A Bia olhou para o prédio atrás dela. O Lourenço devia estar ali, em algum lugar, e como o delegado tinha falado, ele não teria a sorte de voltar para casa por um longo tempo. Ela não se permitiu sentir pena, ele estava pagando pelo que ele tinha feito. O que doía era não ter tido tempo de nada. Ele não tinha morrido, mas era quase como se tivesse. Ele foi removido da sua vida abruptamente, sem nenhuma conversa, briga, pedido de desculpas ou despedida. Num minuto ele estava lá, e no seguinte, não.

A mãe entrou no banco de trás e puxou sua cabeça para o ombro dela. O perfume familiar de flores derrubou a fortaleza que a Bia tentava construir em volta de si mesma, e o choro voltou.

— Não fica assim, meu amor. — A mãe passou a mão pelos seus cabelos. — Vai passar.

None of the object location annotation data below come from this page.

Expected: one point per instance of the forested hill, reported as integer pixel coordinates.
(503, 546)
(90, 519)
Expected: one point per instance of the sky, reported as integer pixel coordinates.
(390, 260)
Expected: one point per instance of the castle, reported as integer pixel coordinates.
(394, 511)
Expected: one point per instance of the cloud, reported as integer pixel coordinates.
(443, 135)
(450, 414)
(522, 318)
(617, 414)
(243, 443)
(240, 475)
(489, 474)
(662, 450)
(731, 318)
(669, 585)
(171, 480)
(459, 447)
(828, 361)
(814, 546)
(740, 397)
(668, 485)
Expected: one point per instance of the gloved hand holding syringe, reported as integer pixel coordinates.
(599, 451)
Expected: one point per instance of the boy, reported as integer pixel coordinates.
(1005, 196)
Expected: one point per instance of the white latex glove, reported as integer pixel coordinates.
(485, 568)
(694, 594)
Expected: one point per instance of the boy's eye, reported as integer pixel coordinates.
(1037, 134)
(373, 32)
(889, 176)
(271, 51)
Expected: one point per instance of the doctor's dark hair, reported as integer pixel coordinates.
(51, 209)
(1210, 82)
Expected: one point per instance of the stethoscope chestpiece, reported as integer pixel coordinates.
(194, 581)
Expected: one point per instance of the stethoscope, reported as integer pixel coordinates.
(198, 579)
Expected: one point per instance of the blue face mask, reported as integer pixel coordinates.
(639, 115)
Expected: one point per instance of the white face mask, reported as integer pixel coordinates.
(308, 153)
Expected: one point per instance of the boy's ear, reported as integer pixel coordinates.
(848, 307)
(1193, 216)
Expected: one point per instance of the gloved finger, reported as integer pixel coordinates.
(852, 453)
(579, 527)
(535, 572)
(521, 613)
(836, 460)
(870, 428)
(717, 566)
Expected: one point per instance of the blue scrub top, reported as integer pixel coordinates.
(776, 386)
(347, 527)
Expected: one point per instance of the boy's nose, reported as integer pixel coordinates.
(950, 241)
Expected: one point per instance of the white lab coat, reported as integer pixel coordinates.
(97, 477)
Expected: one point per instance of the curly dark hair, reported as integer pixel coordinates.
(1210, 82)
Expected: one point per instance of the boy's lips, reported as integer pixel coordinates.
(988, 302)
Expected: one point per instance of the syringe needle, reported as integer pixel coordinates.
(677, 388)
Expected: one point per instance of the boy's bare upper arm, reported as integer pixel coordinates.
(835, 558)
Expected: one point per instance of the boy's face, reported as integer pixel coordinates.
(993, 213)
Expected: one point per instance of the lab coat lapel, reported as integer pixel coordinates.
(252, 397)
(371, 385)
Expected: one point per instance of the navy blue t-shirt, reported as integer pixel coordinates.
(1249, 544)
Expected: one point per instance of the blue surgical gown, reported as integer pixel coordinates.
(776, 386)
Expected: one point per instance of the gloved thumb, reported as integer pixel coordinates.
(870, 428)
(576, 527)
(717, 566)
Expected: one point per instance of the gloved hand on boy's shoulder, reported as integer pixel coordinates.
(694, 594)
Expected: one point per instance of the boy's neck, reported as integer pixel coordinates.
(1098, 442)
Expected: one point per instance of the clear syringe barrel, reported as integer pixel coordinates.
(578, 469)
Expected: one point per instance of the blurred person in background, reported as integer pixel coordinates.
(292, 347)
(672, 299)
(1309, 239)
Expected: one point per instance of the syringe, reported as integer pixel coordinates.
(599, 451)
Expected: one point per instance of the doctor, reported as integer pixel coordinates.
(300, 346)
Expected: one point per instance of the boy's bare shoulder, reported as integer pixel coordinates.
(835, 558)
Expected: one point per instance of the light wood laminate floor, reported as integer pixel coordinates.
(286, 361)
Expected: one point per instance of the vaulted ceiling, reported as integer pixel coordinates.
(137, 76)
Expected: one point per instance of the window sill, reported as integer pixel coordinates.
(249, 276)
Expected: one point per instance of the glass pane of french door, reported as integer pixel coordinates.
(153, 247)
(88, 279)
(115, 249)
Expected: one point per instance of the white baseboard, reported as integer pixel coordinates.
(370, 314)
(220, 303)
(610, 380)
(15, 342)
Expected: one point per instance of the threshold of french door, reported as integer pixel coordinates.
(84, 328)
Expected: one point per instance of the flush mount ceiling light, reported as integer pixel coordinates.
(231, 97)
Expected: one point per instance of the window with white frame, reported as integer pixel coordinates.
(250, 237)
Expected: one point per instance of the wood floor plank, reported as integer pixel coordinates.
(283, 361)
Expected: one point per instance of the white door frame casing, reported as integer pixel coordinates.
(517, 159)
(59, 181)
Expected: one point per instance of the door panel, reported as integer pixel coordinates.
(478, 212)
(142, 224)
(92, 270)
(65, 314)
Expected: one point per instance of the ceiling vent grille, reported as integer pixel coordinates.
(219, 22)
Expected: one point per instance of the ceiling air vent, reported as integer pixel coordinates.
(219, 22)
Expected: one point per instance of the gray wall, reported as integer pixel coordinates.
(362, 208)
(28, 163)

— Não, mãe, não vai... — ela soluçou.

— Claro que vai. — O pai estendeu a mão do banco da frente e segurou a sua. — A gente vai te ajudar a deixar tudo pra trás.

— Isso nunca vai ficar pra trás. Nunca!

— Claro que vai. Você tá cansada. Amanhã tudo vai parecer mais fácil.

— Não, pai, você não entende... — A Bia se desesperou porque quando ela achou que tudo ia piorar, ela não poderia ter imaginado que chegaria naquele ponto.

— Então me diz, meu amor, me explica.

— Eu acho... — A Bia respirou fundo e olhou nos olhos do pai. — Eu tenho quase certeza que eu tô grávida.